Halkevleri Eğitim Hakkı Meclisi 2016-2017 eğitim öğretim başlarken Eğitim Hakkı Raporu'nun 16'ncısını yayınladı. AKP'nin 14 yıllık eğitim politikalarının yer aldığı raporda, 2004 yılından başlayarak okul öncesinden liseye kadar bütün eğitim programlarının değiştirildiği, müfredatın felsefi temelinin yapılandırmacılık üzerinden oluşturularak her türlü bilgiyi aynı düzeyde gören, bilimsel bilgi ile dogmatik/dinsel bilgiyi aynılaştıran programın dinsel olanın yerleştirilmesine olanak sağladığı kaydedildi.
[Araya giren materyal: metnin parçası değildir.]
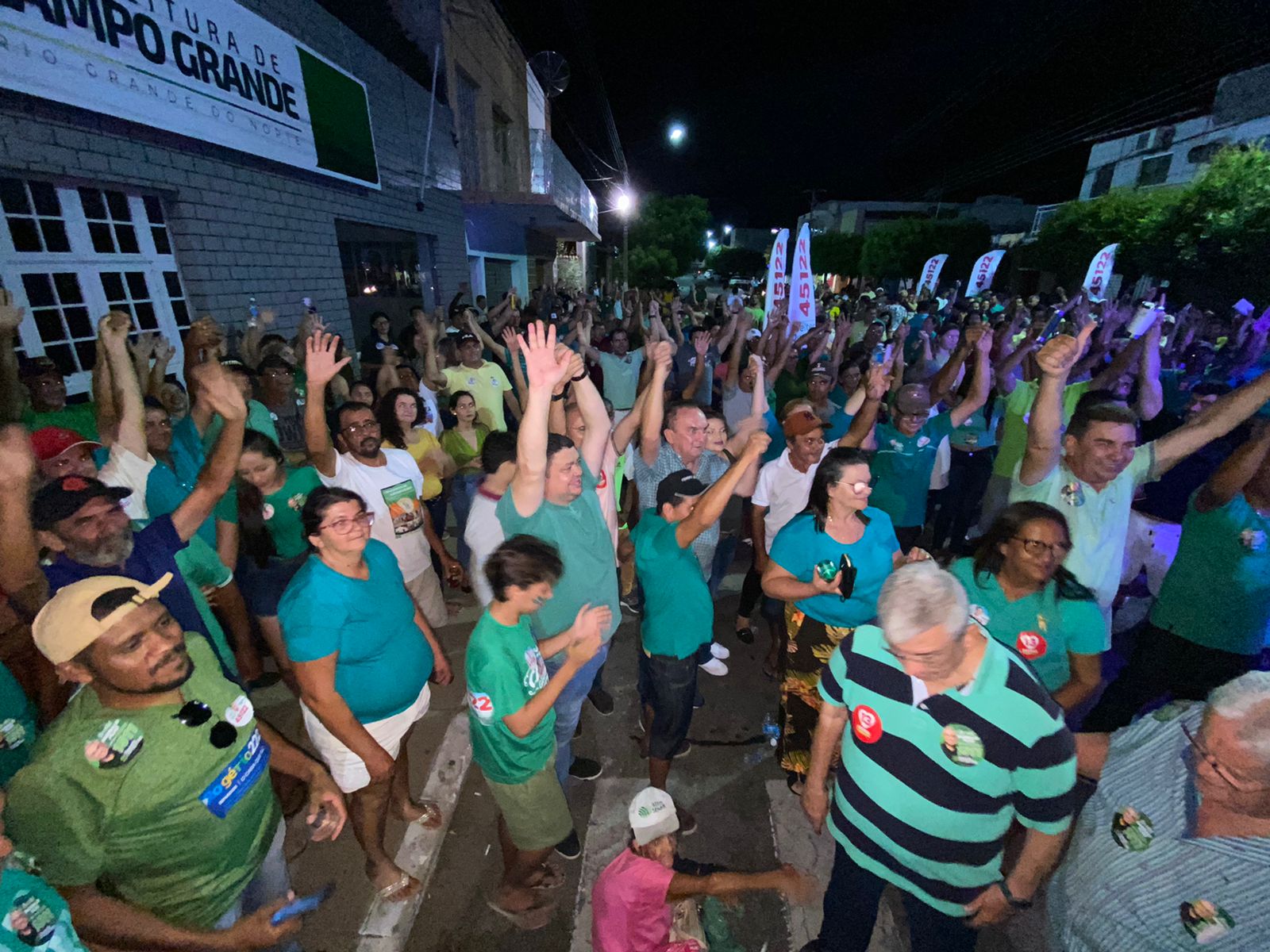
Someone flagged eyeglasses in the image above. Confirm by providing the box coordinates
[1014,536,1072,560]
[171,701,237,750]
[318,512,375,536]
[1181,724,1270,792]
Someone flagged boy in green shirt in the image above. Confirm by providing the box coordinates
[466,536,610,929]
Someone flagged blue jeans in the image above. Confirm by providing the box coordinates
[449,472,485,566]
[548,643,608,796]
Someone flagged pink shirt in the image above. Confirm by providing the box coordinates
[591,849,697,952]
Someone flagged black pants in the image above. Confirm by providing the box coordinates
[817,846,979,952]
[933,447,997,552]
[1082,624,1260,732]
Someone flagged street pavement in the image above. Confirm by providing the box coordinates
[256,547,1045,952]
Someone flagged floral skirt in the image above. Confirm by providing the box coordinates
[776,603,855,776]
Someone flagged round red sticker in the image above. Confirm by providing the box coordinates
[851,704,881,744]
[1014,631,1049,662]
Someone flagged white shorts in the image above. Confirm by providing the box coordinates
[300,681,432,793]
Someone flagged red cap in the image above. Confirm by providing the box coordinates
[30,427,102,463]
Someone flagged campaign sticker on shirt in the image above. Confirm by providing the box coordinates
[84,717,144,770]
[0,717,27,750]
[940,724,983,766]
[851,704,881,744]
[468,690,494,724]
[4,892,57,948]
[1014,631,1049,662]
[1177,899,1234,946]
[225,694,256,727]
[198,730,269,820]
[1111,806,1156,853]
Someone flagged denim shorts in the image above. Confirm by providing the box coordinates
[639,651,697,760]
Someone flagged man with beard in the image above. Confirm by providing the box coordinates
[5,574,347,952]
[305,332,466,628]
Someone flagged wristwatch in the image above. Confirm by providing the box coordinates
[997,880,1033,909]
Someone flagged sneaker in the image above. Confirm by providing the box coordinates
[697,658,728,678]
[569,757,605,781]
[556,830,582,859]
[587,688,614,717]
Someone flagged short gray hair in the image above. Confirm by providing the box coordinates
[1208,671,1270,760]
[878,561,970,645]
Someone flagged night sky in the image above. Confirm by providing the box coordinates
[502,0,1270,227]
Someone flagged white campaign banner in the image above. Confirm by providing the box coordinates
[1081,241,1120,303]
[764,228,790,326]
[0,0,379,188]
[965,248,1006,297]
[790,225,815,336]
[913,255,949,294]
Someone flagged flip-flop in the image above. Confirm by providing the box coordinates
[485,897,555,931]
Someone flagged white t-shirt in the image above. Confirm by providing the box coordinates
[464,486,506,607]
[318,447,432,582]
[752,443,837,552]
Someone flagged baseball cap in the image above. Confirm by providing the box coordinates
[783,410,824,440]
[30,476,132,529]
[30,573,171,664]
[626,787,679,846]
[895,383,931,414]
[30,427,102,463]
[656,470,706,512]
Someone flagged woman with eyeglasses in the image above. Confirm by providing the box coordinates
[278,486,453,903]
[949,503,1105,711]
[764,448,909,795]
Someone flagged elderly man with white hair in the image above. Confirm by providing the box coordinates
[802,561,1076,952]
[1046,671,1270,952]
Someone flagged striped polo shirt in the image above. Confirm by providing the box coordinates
[821,624,1076,918]
[1046,702,1270,952]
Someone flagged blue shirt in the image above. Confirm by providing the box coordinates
[770,506,899,628]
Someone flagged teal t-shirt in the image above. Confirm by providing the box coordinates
[631,509,714,658]
[278,539,433,724]
[216,466,321,559]
[494,461,622,643]
[464,611,555,783]
[1151,493,1270,655]
[770,506,899,628]
[870,411,952,528]
[0,664,38,792]
[949,559,1106,694]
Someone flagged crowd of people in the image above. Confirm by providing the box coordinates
[0,271,1270,952]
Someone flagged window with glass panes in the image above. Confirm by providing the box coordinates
[0,176,189,393]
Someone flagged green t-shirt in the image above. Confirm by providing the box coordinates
[868,411,952,528]
[21,402,98,440]
[216,466,321,559]
[949,559,1106,694]
[0,868,87,952]
[992,381,1090,478]
[464,611,555,783]
[4,633,282,929]
[494,459,622,641]
[278,539,433,724]
[1151,493,1270,655]
[631,509,714,658]
[0,664,37,787]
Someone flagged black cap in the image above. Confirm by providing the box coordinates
[656,470,707,514]
[30,476,132,529]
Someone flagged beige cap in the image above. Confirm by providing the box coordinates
[30,573,171,664]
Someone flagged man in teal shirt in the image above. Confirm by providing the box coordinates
[631,433,770,833]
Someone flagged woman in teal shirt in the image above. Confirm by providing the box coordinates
[278,486,453,903]
[950,503,1105,711]
[764,448,904,793]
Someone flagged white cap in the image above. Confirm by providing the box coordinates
[626,787,679,846]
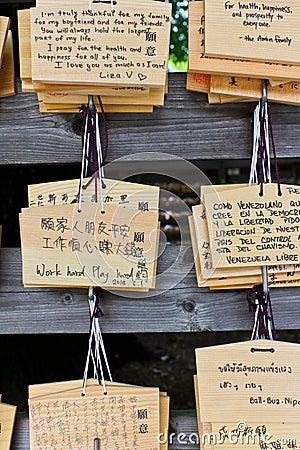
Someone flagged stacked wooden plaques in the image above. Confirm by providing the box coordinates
[18,0,171,112]
[20,179,159,291]
[0,395,17,450]
[29,380,169,450]
[187,0,300,105]
[0,16,15,97]
[194,340,300,450]
[190,183,300,289]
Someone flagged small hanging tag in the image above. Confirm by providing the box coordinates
[205,0,300,64]
[28,178,159,213]
[0,16,10,64]
[194,375,300,450]
[29,380,163,450]
[30,0,171,87]
[189,0,300,81]
[190,184,300,289]
[20,203,158,290]
[211,75,300,105]
[196,340,300,429]
[204,183,300,267]
[0,30,15,97]
[0,399,17,450]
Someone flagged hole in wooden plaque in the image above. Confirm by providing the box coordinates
[250,347,275,353]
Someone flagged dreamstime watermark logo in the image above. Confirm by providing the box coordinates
[159,422,295,449]
[73,152,220,298]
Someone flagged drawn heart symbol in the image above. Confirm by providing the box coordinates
[138,73,148,81]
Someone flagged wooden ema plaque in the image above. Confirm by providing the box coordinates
[30,0,171,87]
[205,0,300,64]
[28,178,159,213]
[0,399,17,450]
[195,340,300,450]
[20,203,158,290]
[204,183,300,267]
[29,380,162,450]
[189,216,260,289]
[210,75,300,105]
[189,204,300,289]
[189,0,300,80]
[194,375,300,450]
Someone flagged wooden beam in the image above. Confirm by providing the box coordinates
[0,73,300,165]
[11,411,199,450]
[0,245,300,334]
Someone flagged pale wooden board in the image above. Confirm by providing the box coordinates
[38,88,165,108]
[20,203,158,290]
[21,78,34,92]
[0,31,15,97]
[31,0,171,87]
[33,83,150,97]
[39,102,153,114]
[208,92,253,105]
[18,9,32,80]
[210,75,300,105]
[18,9,155,96]
[204,183,300,267]
[189,0,300,81]
[28,178,159,211]
[29,385,160,450]
[269,78,293,86]
[189,216,261,289]
[186,70,210,93]
[0,245,300,336]
[0,16,10,63]
[196,340,300,425]
[186,70,252,104]
[205,0,300,64]
[193,184,300,283]
[18,5,156,96]
[0,402,17,450]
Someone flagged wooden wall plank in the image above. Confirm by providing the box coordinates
[0,73,300,165]
[11,411,199,450]
[0,245,300,334]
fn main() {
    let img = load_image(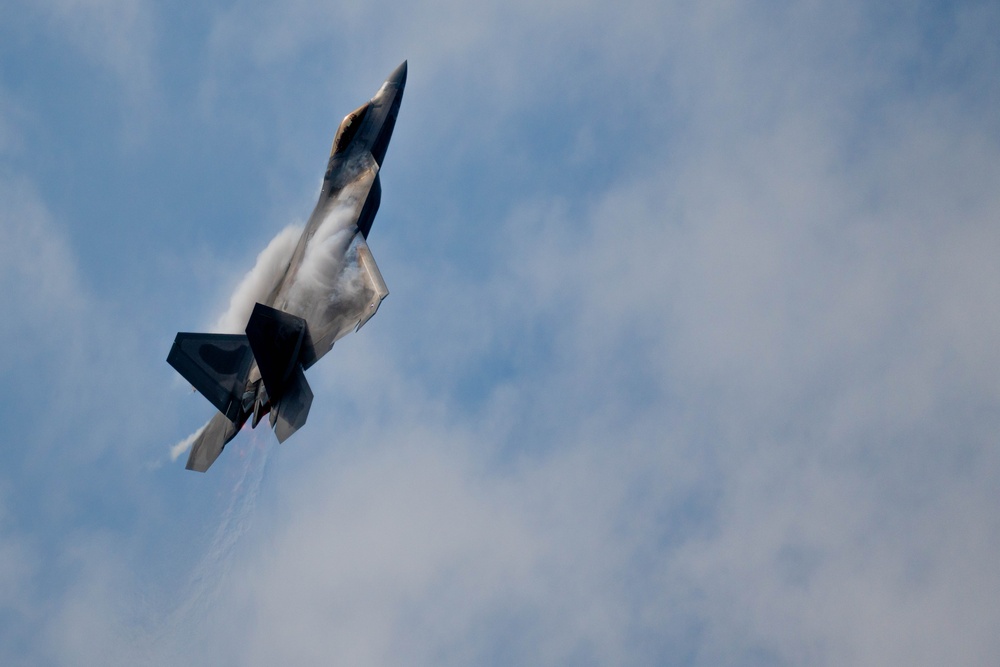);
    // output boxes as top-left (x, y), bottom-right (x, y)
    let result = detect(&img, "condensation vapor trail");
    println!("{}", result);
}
top-left (148, 431), bottom-right (273, 654)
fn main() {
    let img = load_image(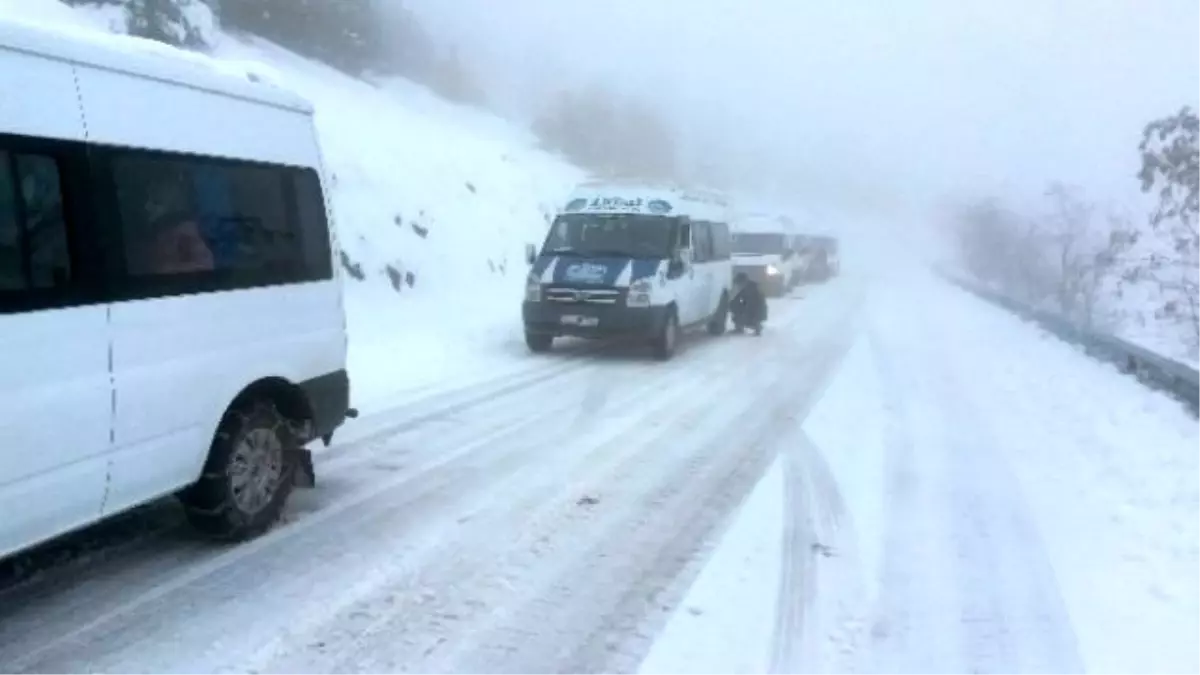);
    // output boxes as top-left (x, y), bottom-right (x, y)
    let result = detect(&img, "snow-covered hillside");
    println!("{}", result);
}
top-left (7, 0), bottom-right (583, 407)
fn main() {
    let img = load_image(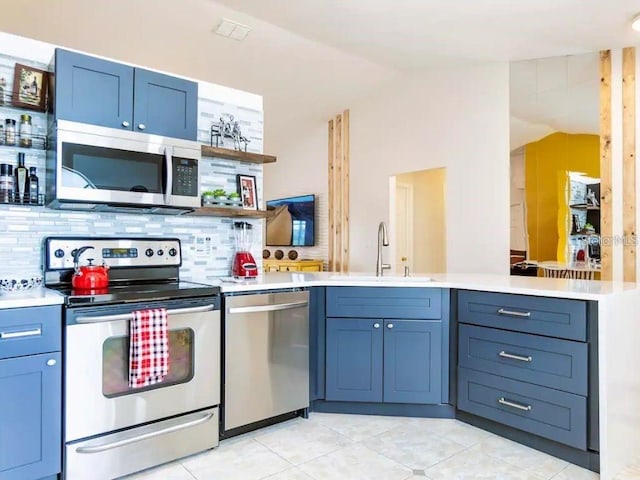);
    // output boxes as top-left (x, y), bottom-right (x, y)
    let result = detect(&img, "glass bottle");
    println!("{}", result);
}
top-left (20, 113), bottom-right (32, 148)
top-left (25, 167), bottom-right (39, 204)
top-left (13, 152), bottom-right (29, 203)
top-left (4, 118), bottom-right (16, 145)
top-left (0, 163), bottom-right (13, 203)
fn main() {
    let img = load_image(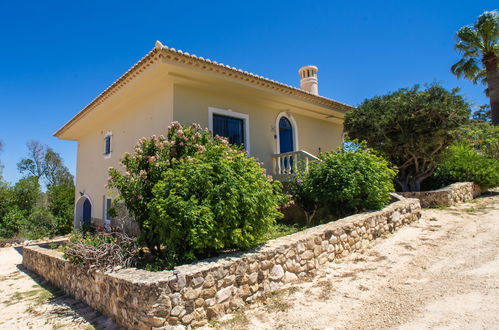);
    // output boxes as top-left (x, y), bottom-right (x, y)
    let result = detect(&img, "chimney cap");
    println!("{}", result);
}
top-left (298, 65), bottom-right (319, 72)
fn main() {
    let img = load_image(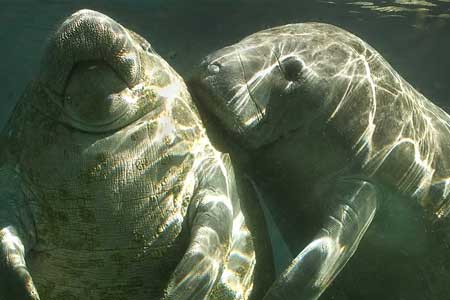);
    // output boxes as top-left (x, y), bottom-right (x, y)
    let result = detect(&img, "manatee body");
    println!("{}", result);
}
top-left (0, 10), bottom-right (271, 300)
top-left (189, 23), bottom-right (450, 300)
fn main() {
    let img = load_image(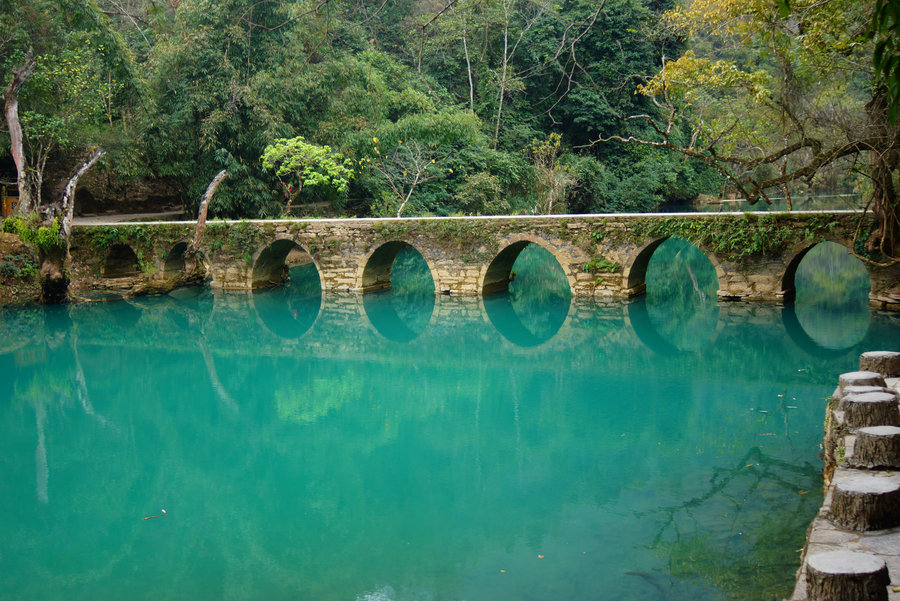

'Fethullah Gülen'in kitapları okutuldu'
Ders kitaplarını cinsiyetçi, piyasacı, gerici ve ırkçı bir temelde içeriklendirildiği belirtilen raporda, daha önce ders kitaplarının denetlenmesinde önemli yetkilere sahip olan Talim Terbiye Kurulu'nun dönüştürüldüğü kaydedildi. "81 il 81 kitap", "Yazar Okul Buluşması" gibi projelerle bilimsellikten, pedagojiden uzak cemaat ve tarikatlara ait yayınların doğrudan kaymakamlar, milli eğitim müdürleri ve bakanlık tarafından sınıf kitaplıklarına zorla yerleştirildiği belirtilen raporda; 'Zıkkımın Kökü', 'Fareler ve İnsanlar', 'Şeker Portakalı' gibi önemli edebi eserlerin yasaklandığı kaydedildi.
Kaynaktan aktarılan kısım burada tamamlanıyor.